Now we can make calculate the data frequency for 1, 2 or 3 words gram.

df_unigram<-group_by(data.frame(tidy(tm_unigram), stringsAsFactors=FALSE), term) %>%  summarise(freq=sum(count))
df_bigram<-group_by(data.frame(tidy(tm_bigram), stringsAsFactors=FALSE), term) %>%  summarise(freq=sum(count))
df_trigram<-group_by(data.frame(tidy(tm_trigram), stringsAsFactors=FALSE), term) %>%  summarise(freq=sum(count))

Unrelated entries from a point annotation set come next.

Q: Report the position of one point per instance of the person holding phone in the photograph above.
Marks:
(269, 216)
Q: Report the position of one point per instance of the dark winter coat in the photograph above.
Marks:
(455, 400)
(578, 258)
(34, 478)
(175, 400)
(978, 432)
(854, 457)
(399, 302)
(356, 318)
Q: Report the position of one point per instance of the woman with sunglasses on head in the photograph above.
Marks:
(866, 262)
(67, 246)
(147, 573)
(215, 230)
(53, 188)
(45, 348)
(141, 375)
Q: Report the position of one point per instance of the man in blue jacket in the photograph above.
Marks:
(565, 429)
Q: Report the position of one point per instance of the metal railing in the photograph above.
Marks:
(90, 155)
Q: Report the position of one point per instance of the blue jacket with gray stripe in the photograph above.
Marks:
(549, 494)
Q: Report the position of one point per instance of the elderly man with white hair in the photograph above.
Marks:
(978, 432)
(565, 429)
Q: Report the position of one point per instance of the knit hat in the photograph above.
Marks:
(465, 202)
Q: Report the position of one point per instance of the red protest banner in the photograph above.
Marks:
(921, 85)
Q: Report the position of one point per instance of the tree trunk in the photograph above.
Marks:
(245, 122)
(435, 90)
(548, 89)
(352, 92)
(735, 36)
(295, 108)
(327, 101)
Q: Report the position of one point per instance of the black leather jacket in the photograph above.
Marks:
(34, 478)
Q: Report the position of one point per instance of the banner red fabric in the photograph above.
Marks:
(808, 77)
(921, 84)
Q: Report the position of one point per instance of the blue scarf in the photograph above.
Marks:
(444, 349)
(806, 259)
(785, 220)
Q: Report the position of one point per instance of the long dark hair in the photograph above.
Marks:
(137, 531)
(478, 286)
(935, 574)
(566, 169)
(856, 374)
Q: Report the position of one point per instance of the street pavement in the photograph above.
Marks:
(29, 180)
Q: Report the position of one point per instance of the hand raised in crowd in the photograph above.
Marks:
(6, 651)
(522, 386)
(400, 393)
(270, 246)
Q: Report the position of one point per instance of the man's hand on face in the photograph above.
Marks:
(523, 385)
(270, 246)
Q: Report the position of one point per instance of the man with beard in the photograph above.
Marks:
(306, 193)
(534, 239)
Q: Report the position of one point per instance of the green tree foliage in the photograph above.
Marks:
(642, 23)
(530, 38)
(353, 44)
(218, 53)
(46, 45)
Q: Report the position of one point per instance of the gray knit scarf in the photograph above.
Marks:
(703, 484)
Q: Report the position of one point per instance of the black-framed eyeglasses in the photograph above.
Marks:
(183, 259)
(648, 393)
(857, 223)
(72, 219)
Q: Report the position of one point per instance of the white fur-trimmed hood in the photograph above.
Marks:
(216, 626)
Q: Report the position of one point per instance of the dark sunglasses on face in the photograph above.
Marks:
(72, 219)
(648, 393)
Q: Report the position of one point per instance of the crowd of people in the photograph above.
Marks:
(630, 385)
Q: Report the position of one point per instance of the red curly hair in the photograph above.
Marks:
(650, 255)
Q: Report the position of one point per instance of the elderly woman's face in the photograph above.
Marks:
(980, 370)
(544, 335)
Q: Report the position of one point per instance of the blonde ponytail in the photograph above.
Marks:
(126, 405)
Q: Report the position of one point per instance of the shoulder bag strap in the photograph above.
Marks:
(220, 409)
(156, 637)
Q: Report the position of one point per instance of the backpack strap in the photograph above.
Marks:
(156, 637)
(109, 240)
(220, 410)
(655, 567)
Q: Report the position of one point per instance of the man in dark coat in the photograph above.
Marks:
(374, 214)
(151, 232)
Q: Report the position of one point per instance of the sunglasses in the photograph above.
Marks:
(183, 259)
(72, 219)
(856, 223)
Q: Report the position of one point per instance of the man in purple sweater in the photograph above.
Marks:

Then i get the top 40, 30 and 20 for each group of n-gram.

tp_unigram<-df_unigram[order(-df_unigram$freq), ][1:40, ]
wordcloud(tp_unigram$term,tp_unigram$freq,colors=brewer.pal(8, "RdPu"))

ggplot(tp_unigram,aes(x=term,y=freq)) +
        geom_bar(stat="identity",fill="#fa9fb5") +
        theme(axis.text.x=element_text(angle=45, hjust=1))

tp_bigram<-df_bigram[order(-df_bigram$freq), ][1:30, ]
wordcloud(tp_bigram$term,tp_bigram$freq,colors=brewer.pal(8, "YlOrRd"))

ggplot(tp_bigram,aes(x=term,y=freq)) +
        geom_bar(stat="identity",fill="#ffcc99") +
        theme(axis.text.x=element_text(angle=45, hjust=1))

tp_trigram<-df_trigram[order(-df_trigram$freq), ][1:20, ]
wordcloud(tp_trigram$term,tp_trigram$freq,colors=brewer.pal(8, "PuBuGn"))

ggplot(tp_trigram,aes(x=term,y=freq)) +
        geom_bar(stat="identity",fill="#1c9099") +
        theme(axis.text.x=element_text(angle=45, hjust=1))